For Immediate Release
Thursday, May 11, 2006
(Washington, D.C.) – NGP’s Director of Online Campaigns, Chris Casey, was featured in a Chicago Tribune column earlier this week that looked at how elected officials are using blogs.
The May 6 column, “Politicians' lifeless writing smacks of party line prose,” quotes Casey on what constitutes a blog and why politicians sometimes want the title but not the concept: "‘You see sites that want to wear the label of that name for whatever coolness factor it has,’ said Casey. ‘The defining characteristic of a blog is the ability to post comments.
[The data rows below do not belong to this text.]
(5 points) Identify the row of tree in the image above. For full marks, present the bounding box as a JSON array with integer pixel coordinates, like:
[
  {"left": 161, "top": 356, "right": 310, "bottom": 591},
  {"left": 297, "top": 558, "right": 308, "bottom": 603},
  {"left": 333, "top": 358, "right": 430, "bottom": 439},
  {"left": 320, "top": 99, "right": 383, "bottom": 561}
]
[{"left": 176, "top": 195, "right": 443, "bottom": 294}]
If there's no comments allowed, then that's no different than what we were doing on the Hill 12 years ago when we posted press releases.’"
The column continues: “Casey cites the Web locale of Jack Carter, Jimmy's son and a candidate for U.S. Senate in Nevada, as a political site that does blogging right. His blog(www.carterfornevada.com/blog)
is written by daughter Sarah, who not only pulls together an intelligent, almost daily ‘blog roundup,’ but she's close enough to the candidate to dare to be interesting.”
Casey heads NGP’s department that designs and develops Web sites, e-communications tools, and online campaign strategy. He is the author of The Hill on the Net: Congress Enters the Information Age.